Owing to the large number of deregulated genes that are associated with cancer, interest is increasingly shifting from a target-centric to a pathway-oriented approach to anticancer drug discovery, whereby inhibition of 'nodal' proteins affects multiple cancer signalling pathways. One such protein is the chaperone heat shock protein 90 (HSP90), which controls the folding of various proteins that are involved in tumour growth. However, clinical results with HSP90 antagonists have not fulfilled the promise of preclinical studies. Now, in the Journal of Clinical Investigation, Altieri and colleagues describe how targeting HSP90 antagonists specifically to mitochondria can dramatically increase their anticancer activity in mice.

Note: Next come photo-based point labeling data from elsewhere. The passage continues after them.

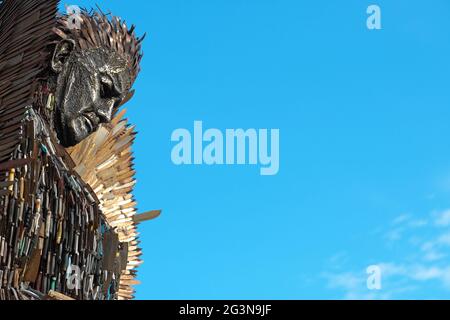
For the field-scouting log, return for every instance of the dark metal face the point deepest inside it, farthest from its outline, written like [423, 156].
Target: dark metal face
[90, 85]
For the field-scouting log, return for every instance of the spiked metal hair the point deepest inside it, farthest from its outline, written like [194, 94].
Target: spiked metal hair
[95, 30]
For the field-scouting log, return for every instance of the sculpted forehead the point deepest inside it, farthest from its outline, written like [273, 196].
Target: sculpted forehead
[105, 61]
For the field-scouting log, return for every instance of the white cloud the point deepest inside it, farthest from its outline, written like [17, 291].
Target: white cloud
[443, 218]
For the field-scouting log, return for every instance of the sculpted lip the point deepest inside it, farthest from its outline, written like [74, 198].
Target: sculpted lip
[91, 121]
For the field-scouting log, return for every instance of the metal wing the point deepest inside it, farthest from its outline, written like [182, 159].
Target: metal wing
[105, 161]
[25, 27]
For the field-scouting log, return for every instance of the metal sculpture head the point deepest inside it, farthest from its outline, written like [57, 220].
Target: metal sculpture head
[94, 67]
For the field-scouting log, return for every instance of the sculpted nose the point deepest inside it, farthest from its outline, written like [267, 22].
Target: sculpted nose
[105, 110]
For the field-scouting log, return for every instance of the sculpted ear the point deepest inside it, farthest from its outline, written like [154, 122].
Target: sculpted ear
[62, 51]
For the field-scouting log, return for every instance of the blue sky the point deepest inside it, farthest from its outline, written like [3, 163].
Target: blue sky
[364, 148]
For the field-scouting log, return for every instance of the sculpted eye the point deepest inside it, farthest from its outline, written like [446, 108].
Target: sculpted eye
[107, 89]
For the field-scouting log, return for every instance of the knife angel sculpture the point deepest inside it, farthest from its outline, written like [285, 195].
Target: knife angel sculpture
[67, 215]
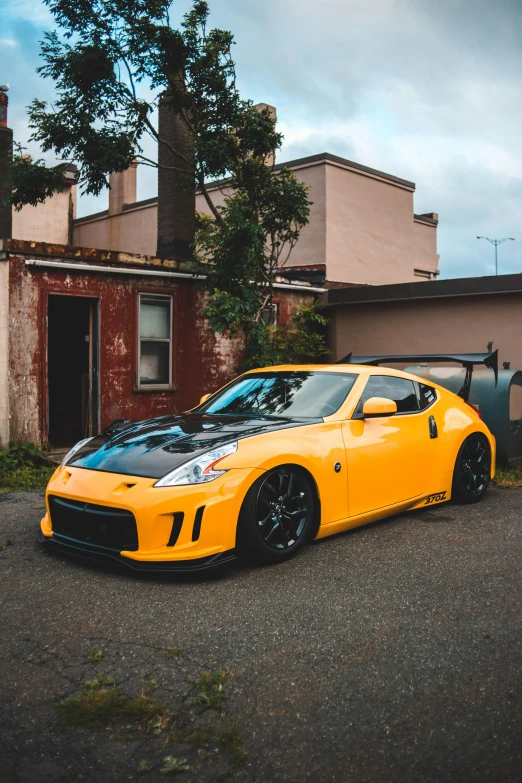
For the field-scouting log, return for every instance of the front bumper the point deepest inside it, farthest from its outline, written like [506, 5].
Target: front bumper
[100, 554]
[176, 529]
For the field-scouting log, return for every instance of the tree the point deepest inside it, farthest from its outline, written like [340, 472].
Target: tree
[106, 49]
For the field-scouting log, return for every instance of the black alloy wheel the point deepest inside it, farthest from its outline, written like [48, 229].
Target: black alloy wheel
[277, 516]
[472, 469]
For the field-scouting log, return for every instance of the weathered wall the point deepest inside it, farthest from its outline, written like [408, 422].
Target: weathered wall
[311, 247]
[50, 221]
[371, 236]
[202, 362]
[361, 226]
[4, 353]
[132, 231]
[456, 325]
[424, 255]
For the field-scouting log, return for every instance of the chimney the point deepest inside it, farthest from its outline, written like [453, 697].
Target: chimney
[122, 188]
[176, 190]
[270, 159]
[6, 157]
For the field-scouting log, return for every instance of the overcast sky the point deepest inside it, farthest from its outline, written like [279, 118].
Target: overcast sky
[430, 91]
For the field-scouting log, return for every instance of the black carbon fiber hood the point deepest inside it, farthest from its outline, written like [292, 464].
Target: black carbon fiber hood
[154, 447]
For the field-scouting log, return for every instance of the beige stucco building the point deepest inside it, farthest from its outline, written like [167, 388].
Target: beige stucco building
[51, 221]
[362, 226]
[443, 316]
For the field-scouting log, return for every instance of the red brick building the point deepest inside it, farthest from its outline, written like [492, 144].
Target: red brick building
[89, 336]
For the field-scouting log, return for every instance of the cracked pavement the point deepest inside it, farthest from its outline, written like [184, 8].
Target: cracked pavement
[390, 653]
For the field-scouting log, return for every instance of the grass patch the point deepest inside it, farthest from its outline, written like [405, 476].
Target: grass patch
[25, 478]
[174, 652]
[5, 541]
[509, 478]
[173, 764]
[230, 740]
[210, 689]
[101, 703]
[198, 738]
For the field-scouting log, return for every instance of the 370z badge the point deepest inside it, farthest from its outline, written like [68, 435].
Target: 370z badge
[435, 498]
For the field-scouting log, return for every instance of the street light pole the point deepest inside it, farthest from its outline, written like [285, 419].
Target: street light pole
[496, 243]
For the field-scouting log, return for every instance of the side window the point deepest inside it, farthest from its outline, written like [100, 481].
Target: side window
[400, 390]
[154, 341]
[428, 395]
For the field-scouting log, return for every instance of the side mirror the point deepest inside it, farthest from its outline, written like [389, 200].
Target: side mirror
[376, 407]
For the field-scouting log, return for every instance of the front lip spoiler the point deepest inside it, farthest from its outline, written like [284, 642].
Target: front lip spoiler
[100, 554]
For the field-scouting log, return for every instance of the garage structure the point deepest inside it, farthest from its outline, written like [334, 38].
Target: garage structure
[443, 316]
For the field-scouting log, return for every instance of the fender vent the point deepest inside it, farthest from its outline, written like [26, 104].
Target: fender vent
[196, 530]
[176, 528]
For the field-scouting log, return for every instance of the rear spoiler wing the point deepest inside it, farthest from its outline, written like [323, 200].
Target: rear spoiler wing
[467, 360]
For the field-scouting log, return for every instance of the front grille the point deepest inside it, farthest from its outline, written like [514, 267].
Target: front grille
[105, 526]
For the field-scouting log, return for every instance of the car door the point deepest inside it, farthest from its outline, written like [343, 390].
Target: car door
[389, 459]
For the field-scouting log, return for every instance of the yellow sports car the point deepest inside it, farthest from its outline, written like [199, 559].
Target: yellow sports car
[276, 458]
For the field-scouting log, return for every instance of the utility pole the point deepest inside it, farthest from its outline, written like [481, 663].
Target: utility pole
[496, 243]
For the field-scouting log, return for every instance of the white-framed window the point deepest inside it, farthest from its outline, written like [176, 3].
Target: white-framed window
[154, 341]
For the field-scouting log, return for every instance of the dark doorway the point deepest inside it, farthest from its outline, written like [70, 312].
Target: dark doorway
[72, 367]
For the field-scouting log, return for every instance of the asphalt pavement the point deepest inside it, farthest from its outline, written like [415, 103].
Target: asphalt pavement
[390, 653]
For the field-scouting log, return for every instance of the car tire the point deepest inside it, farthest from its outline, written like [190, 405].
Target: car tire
[472, 469]
[277, 516]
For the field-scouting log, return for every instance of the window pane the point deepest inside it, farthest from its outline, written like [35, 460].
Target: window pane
[154, 363]
[400, 390]
[155, 317]
[428, 395]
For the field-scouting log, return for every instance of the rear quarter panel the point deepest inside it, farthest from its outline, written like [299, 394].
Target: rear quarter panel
[456, 420]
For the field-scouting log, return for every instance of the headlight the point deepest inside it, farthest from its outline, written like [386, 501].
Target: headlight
[198, 470]
[73, 451]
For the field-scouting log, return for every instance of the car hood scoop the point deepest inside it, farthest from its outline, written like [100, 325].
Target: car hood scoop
[154, 447]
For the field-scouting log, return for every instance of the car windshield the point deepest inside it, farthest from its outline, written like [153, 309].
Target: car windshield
[301, 394]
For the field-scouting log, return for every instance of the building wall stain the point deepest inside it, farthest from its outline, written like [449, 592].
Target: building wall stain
[202, 362]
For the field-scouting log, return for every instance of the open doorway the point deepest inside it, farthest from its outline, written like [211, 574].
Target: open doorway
[73, 369]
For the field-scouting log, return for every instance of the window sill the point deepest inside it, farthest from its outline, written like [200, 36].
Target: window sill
[154, 389]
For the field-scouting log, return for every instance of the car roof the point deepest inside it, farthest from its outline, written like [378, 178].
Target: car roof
[354, 369]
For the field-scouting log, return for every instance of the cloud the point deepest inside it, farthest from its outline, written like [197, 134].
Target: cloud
[427, 91]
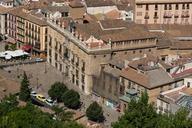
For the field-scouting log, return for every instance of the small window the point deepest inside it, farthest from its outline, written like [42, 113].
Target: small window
[139, 6]
[188, 84]
[147, 7]
[187, 6]
[183, 6]
[165, 7]
[139, 13]
[156, 7]
[170, 6]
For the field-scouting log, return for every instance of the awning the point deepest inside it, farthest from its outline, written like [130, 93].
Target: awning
[26, 47]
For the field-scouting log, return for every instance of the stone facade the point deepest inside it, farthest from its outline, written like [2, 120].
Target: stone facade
[162, 12]
[81, 62]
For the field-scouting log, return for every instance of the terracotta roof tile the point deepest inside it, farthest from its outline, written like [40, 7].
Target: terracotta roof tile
[98, 3]
[27, 16]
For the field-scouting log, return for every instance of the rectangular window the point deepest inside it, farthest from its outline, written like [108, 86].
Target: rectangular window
[187, 6]
[147, 7]
[170, 6]
[139, 13]
[165, 7]
[183, 6]
[156, 7]
[139, 6]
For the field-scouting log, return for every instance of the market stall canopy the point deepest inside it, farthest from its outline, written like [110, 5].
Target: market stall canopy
[9, 54]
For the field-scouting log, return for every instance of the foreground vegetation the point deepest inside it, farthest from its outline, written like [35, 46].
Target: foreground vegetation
[143, 115]
[29, 116]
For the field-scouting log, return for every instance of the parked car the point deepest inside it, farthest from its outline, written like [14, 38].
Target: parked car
[33, 93]
[40, 97]
[38, 59]
[49, 102]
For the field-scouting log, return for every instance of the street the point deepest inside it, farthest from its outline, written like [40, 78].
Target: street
[42, 76]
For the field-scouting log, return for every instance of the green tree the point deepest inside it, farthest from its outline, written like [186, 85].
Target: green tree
[94, 112]
[6, 47]
[30, 116]
[24, 94]
[71, 99]
[57, 90]
[62, 114]
[8, 104]
[13, 47]
[140, 114]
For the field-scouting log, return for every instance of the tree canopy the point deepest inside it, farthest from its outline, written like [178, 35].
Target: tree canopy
[24, 94]
[29, 116]
[57, 90]
[71, 99]
[140, 114]
[94, 112]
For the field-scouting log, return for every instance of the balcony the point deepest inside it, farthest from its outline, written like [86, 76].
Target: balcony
[83, 69]
[176, 16]
[160, 108]
[155, 17]
[167, 16]
[146, 17]
[185, 16]
[166, 110]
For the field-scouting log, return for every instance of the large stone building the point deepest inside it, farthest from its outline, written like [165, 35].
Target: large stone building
[172, 100]
[154, 76]
[3, 23]
[27, 29]
[79, 50]
[163, 11]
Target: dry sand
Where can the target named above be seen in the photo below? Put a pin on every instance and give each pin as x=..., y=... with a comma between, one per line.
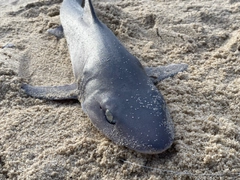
x=56, y=140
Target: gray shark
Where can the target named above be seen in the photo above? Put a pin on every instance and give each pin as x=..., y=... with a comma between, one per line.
x=114, y=89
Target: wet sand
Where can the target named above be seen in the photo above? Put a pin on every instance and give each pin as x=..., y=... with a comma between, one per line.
x=55, y=140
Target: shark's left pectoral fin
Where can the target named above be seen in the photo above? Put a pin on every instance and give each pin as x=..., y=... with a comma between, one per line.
x=52, y=92
x=162, y=72
x=57, y=32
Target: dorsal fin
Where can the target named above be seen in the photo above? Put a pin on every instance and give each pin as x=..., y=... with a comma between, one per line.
x=88, y=9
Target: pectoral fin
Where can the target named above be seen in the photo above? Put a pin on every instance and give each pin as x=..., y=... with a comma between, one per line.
x=162, y=72
x=52, y=92
x=58, y=32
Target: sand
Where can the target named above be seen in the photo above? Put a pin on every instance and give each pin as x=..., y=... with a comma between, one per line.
x=41, y=139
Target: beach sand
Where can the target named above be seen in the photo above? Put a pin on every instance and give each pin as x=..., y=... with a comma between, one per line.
x=42, y=139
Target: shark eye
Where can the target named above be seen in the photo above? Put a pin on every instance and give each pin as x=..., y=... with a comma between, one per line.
x=109, y=117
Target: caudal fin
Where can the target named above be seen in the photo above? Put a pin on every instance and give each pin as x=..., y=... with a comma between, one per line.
x=78, y=9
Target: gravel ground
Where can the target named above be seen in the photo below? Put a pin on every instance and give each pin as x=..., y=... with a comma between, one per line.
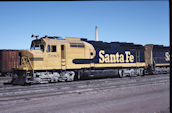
x=150, y=98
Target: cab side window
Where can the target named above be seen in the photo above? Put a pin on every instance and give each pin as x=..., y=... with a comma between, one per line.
x=53, y=48
x=48, y=48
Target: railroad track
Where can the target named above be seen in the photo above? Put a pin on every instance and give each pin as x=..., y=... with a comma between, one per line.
x=45, y=90
x=11, y=88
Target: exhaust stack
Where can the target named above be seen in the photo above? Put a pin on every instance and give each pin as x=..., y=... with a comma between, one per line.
x=97, y=33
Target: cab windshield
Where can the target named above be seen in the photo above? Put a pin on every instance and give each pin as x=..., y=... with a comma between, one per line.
x=37, y=46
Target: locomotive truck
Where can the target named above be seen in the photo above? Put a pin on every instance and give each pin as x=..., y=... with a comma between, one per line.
x=52, y=59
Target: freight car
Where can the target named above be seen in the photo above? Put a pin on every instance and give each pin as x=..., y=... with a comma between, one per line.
x=8, y=61
x=52, y=59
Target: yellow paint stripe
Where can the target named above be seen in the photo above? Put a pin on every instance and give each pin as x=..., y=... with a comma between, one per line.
x=162, y=64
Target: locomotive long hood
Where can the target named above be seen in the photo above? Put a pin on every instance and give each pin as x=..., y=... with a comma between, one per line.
x=31, y=53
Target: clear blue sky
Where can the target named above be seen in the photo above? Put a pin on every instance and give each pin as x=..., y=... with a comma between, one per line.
x=141, y=22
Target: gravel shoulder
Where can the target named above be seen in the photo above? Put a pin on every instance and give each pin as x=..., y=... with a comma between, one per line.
x=147, y=98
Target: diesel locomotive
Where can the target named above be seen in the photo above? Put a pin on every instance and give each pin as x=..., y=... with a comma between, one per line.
x=52, y=59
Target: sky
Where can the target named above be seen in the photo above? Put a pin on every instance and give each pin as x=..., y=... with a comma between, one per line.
x=139, y=22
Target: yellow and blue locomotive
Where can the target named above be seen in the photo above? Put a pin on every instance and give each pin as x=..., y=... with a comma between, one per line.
x=52, y=59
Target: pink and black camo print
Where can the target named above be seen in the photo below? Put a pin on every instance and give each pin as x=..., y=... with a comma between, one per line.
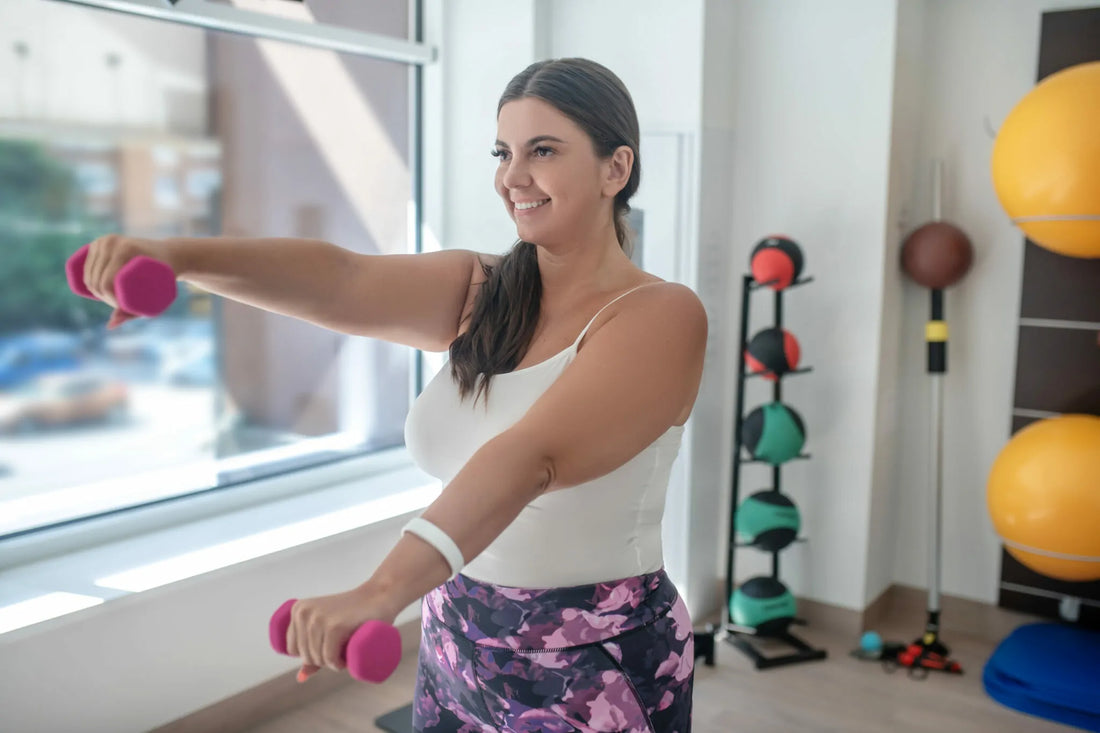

The key roles of mitochondria in the regulation of energy metabolism, reactive oxygen species production and apoptosis, and their emerging implication in disease, makes them an attractive drug target. In this study, the authors used the fact that mitochondria in normal tissues do not contain HSP90 to selectively target tumour tissue. They describe the synthesis and properties of gamitrinibs, which are small molecules that are based on the established HSP90 inhibitor 17-AAG conjugated to a mitochondria-targeting moiety of 1–4 tandem repeats of cyclic guanidium (gamitrinibs-G1–G4) or triphenylphosphonium. In addition to displaying no effect on cytosolic HSP90 — no changes in the levels of 'client' proteins or compensatory upregulation of HSP70 were observed — these compounds were shown to be selective for cancer cells over normal cells.

When added to isolated tumour mitochondria, gamitrinibs induced a fast and irreversible loss of mitochondrial membrane potential, leading to the rupture of the outer mitochondrial membrane and the release of cytochrome c, which are hallmarks of mitochondrial permeability transition and apoptosis. These effects were attenuated by inhibiting or silencing the mitochondrial permeability transition pore protein cyclophilin D, and seem to be independent of the pro-apoptotic protein BAX, indicating a different mode of action from pro-apoptotic B cell lymphoma protein 2 (BCL2) modulators.

Gamitrinib-G3 and gamitrinib-G4 were found to induce apoptosis in a range of cancer cell lines at concentrations at which 17-AAG only partially reduced cell viability and proliferation. Moreover, systemic administration of gamitrinib-G4 inhibited xenograft tumour growth in mice, without causing any obvious toxicity.

This study suggests that the targeting of existing drug-like compounds to specific subcellular compartments might represent a useful strategy for increasing their potency. This could be particularly effective in the development of cancer drugs, for which differences in this signalling compartmentalization between diseased and healthy cells can be exploited.